Le Respect du Produit et de l’Humain : une Éthique Partagée
Manon Fleury, l’une des voix émergentes de la scène culinaire française, a centré son propos sur une approche respectueuse, autant envers le produit qu’envers les personnes. « J’ai appris à désapprendre », dit-elle, « à questionner les habitudes pour ne garder que ce qui fait sens. » Pour Manon Fleury, la transmission n’est pas une simple formation technique, mais un engagement quotidien envers des valeurs. Elle dénonce un milieu où la pression et la compétition éclipsent parfois le respect des équipes et prône, au contraire, une culture d’entraide et de bienveillance : « Dans ma cuisine, chacun doit avoir le droit à l’erreur pour apprendre. »
La Psychologie au Service de la Transmission
Guillaume Sanchez voit la transmission comme un processus qui dépasse largement l’apprentissage technique. Selon lui, être chef, c’est aussi être « un peu psychologue », capable de comprendre les défis émotionnels que rencontrent les jeunes en cuisine. « La cuisine est un sport d’équipe où l’on fait face à des épreuves quotidiennes », affirme-t-il. Guillaume Sanchez adopte une approche psychologique pour accompagner ses équipes, car il estime que la performance ne peut se réaliser qu’au sein d’un collectif soudé, où les tensions sont gérées, et où chacun peut s’exprimer sans crainte.

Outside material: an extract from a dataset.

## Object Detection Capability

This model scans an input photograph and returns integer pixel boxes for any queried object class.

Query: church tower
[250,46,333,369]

L’Audace et la Déconstruction : la Transmission par la Remise en Question
Christophe Pelé, chef au caractère affirmé, défend l’idée d’une transmission fondée sur la remise en question des acquis. Pour lui, chaque jeune chef doit se sentir libre d’explorer des sentiers nouveaux, même au prix d’erreurs. « La cuisine, c’est d’abord une aventure personnelle » dit-il. Christophe Pelé incite ses apprentis à bousculer les traditions et à ne pas craindre de décevoir : « Transmettre, c’est permettre à l’autre de penser autrement, de déconstruire pour reconstruire. » Christophe Pelé prône ainsi une forme de transmission qui invite à l’audace, à l’expérimentation, et au dépassement des normes établies.

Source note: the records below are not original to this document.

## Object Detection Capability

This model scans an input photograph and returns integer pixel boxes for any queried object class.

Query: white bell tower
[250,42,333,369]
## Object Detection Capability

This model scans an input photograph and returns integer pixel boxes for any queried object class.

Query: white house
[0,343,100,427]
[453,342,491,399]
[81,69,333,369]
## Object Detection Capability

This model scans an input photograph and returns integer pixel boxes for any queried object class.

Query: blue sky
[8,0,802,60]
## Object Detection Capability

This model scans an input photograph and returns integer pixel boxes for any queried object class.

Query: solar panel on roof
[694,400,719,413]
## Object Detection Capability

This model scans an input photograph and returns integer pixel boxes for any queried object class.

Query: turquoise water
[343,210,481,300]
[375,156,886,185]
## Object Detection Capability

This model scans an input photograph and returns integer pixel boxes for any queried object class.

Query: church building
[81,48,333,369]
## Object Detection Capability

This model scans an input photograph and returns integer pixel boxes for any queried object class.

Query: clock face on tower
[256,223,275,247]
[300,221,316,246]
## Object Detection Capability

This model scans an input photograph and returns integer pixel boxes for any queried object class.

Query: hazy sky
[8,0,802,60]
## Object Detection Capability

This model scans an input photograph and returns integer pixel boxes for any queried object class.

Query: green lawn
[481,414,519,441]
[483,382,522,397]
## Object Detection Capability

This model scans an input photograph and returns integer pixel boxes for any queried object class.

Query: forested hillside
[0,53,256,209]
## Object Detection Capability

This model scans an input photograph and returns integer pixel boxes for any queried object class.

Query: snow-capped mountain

La Transmission : Un Acte de Résistance Culturelle
Cette conférence a permis de mesurer l’étendue des défis auxquels font face ces chefs, engagés dans un métier en perpétuelle transformation. Pour eux, transmettre n’est pas un geste anodin : c’est un acte de résistance contre la standardisation, une lutte pour préserver l’authenticité, l’identité et les valeurs humaines. En partageant leurs expériences et leurs méthodes, Alandre Mazzia, Alan Geaam, Manon Fleury, Guillaume Sanchez et Christophe Pelé font plus qu’enseigner des techniques : ils redéfinissent la gastronomie comme un acte d’engagement, de respect et d’ouverture. Dans un monde où la pression des coûts et l’accélération des rythmes pèsent de plus en plus sur le secteur, leur message résonne comme une invitation à réinventer la cuisine — non pas comme un simple service, mais comme un art et un héritage à protéger.

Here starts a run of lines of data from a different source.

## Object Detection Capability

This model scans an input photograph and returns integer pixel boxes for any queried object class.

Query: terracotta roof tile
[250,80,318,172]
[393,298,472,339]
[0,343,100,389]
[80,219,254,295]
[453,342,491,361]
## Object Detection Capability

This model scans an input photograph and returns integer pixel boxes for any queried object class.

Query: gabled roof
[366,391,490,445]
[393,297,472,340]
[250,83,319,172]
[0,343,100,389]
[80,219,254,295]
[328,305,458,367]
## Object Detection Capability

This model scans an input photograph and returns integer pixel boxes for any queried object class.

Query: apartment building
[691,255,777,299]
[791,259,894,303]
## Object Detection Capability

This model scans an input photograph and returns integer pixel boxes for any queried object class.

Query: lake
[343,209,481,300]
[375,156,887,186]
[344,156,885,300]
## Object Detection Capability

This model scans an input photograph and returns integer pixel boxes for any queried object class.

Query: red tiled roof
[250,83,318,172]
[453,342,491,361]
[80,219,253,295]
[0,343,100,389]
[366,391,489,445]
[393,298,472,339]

En clôturant cette conférence, ces cinq chefs ont montré que la transmission dans la gastronomie va bien au-delà du simple transfert de savoir-faire. Elle se révèle être un acte profondément humain et résilient, un espace de partage où l’identité de chacun trouve sa place dans la création collective. Mazzia, Geaam, Fleury, Sanchez et Pelé réaffirment que, face aux défis économiques et sociaux, l’essence de la cuisine réside dans l’engagement et la solidarité, dans la capacité à former des générations futures en les armant de techniques, certes, mais aussi de valeurs. Dans un monde où la rapidité et l’efficacité tendent à primer, ces chefs posent la cuisine comme un acte de résistance, un moment de rencontre qui célèbre la diversité, la bienveillance et l’audace.